Coesfeld
800 Euro Geldbuße für Ohrfeige und Flüche

Coesfeld. Aufatmen konnte ein 26-jähriger Coesfelder, der sich beim Amtsgericht wegen Körperverletzung und versuchter Nötigung verantworten musste. Der Richter stellte das Verfahren gegen Zahlung einer Geldbuße von 800 Euro ein. Das Geld kommt dem Bunten Kreis Münsterland zu Gute.

Freitag, 04.10.2019, 11:04 Uhr

Der Coesfelder war angeklagt worden, weil er im April einer Sicherheitskraft in einer Diskothek eine Ohrfeige gegeben haben soll. Außerdem soll er den Türsteher mit „Morddrohungen“ traktiert haben.

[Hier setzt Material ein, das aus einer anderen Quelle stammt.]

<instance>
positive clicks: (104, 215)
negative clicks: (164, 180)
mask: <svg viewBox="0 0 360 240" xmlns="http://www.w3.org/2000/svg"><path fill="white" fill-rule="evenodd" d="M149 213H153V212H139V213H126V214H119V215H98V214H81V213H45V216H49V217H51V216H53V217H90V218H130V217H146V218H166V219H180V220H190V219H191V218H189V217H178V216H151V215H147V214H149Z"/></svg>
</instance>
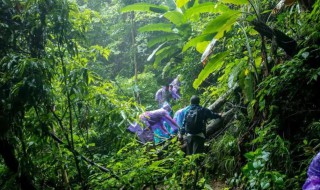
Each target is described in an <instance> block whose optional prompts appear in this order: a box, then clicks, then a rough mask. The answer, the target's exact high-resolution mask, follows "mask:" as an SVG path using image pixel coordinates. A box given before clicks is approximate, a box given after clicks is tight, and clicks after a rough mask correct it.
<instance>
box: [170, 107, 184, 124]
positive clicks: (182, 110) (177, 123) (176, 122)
mask: <svg viewBox="0 0 320 190" xmlns="http://www.w3.org/2000/svg"><path fill="white" fill-rule="evenodd" d="M185 114H186V109H185V108H182V109H179V110H178V111H176V112H175V113H174V116H173V120H174V121H175V122H176V123H177V124H178V125H179V127H180V128H182V124H183V119H184V116H185Z"/></svg>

Der 26-Jährige sagte aus, dass er von der Sicherheitskraft gebeten worden sei, eine Zigarettenschachtel aufzuheben, die er gar nicht auf den Boden geworfen habe. Außerdem habe er sich darüber geärgert, dass ihm der Einlass verweigert worden sei. Vier Sicherheitskräfte hätten ihn daraufhin festgehalten und ihm Handfesseln angelegt, was schmerzhaft gewesen sei.

Der 26-Jährige, der zum Tatzeitpunkt einen Alkoholpegel von 1,5 Promille hatte, zeigte sich in der Verhandlung geständig und entschuldigte sich bei der Sicherheitskraft für sein Verhalten.

Der Verteidiger des Angeklagten erläuterte, dass sich sein Mandant „willkürlich behandelt gefühlt“ habe. Daher habe dieser „Flüche“ gegenüber dem Personal der Diskothek ausgesprochen. „Das war ein Ausrutscher meines Mandanten“, machte der Verteidiger deutlich. Er räumte ein, dass sein Mandant das Hausverbot hätte akzeptieren und einfach weggehen können. „Aber das wäre lebensfremd gewesen“, sagte er. Der Verteidiger hielt eine Geldbuße von 600 Euro für angemessen. Vom Angeklagten selbst kam schließlich die Idee, das Geld kranken Kindern zur Verfügung zu stellen.